Instead, right out of a horrific turning point in a Hollywood movie, things turned unpredictable, irrational, and of course terrifying. One of the gunmen suddenly demanded that everyone squeeze into a small room and lie down face first on the floor. This, though, was not a movie. No one asked why. No one said, “You have what you want, why don’t you just leave.” They did as they were told.
By this time, my wife and I had lived in Southern California for a number years in a little community called Monterey Park, just a few blocks from East Los Angeles. We never got used to the city, never got over our homesickness for North Carolina, but we loved the people and for the most part felt safe.
This was Los Angeles, though, so we had experienced two shootings: a murder practically on our front lawn and another that resulted in a Sunday afternoon shelter-in-place order. A couple of those police chases you watched on Fox News were close enough that we heard the sirens as they passed.

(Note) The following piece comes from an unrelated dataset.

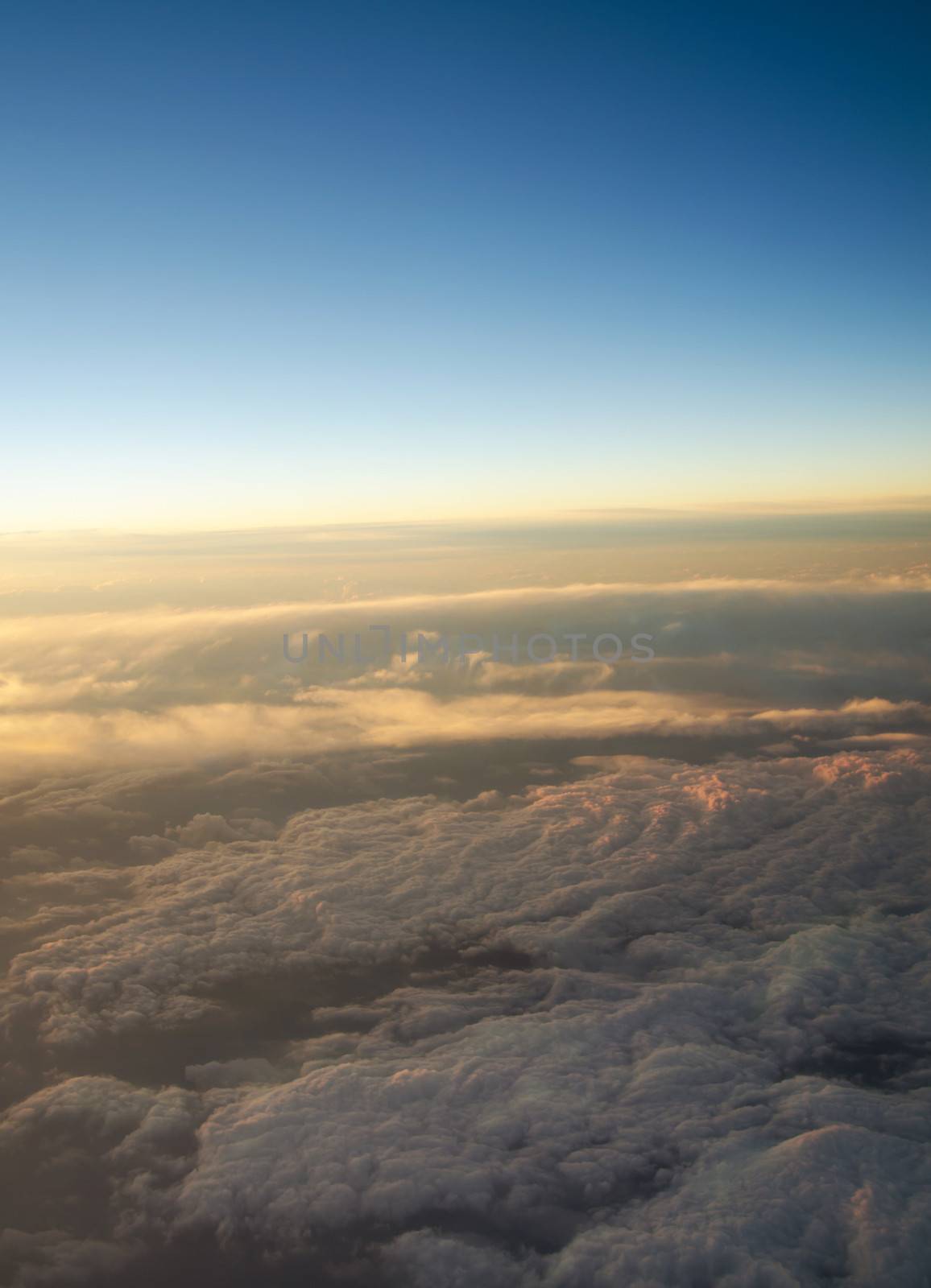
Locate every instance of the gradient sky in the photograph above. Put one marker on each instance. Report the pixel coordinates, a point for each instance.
(296, 262)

My wife’s doctor was located in a less desirable part of the city. But if you are going to live in the Big City, you have to live in the Big City. She’d been there many times before without incident. Besides, who robs a doctor’s office?
The two men were never caught, so we’ll never know the answer to that question. But as she lay on the floor listening to one of the armed robbers demand money from a doctor who didn’t have any more, my wife felt a gun barrel pressed to the back of her head. Knowing she was going to die, my wife began to pray out loud to the Holy Mother, “Hail Mary, full of grace, the Lord is with thee…” She closed her eyes, continued to pray, and waited for it.
Then, what to this day she still calls a miracle, happened: The man removed the gun barrel and said softly, “Don’t worry, I won’t hurt you.”
I’m sure anyone who is reading this from CNN or NBC News or any elite Manhattan/DC media salon is right now smugly chuckling at the Godtard who believes her life was saved by a bunch of superstitious words spoken to a woman who died 2,000 years ago.
The government didn’t save her. Climate Change summits didn’t save her. A James Taylor song didn’t save her.
Whatever you might think of my wife’s faith, during the worst moment of her life, her personal expression of that faith gave her no small amount of comfort, changed the mood in that small room, and removed a gun barrel from her head.
If any of you media bigots got a better idea, I’d love to hear them.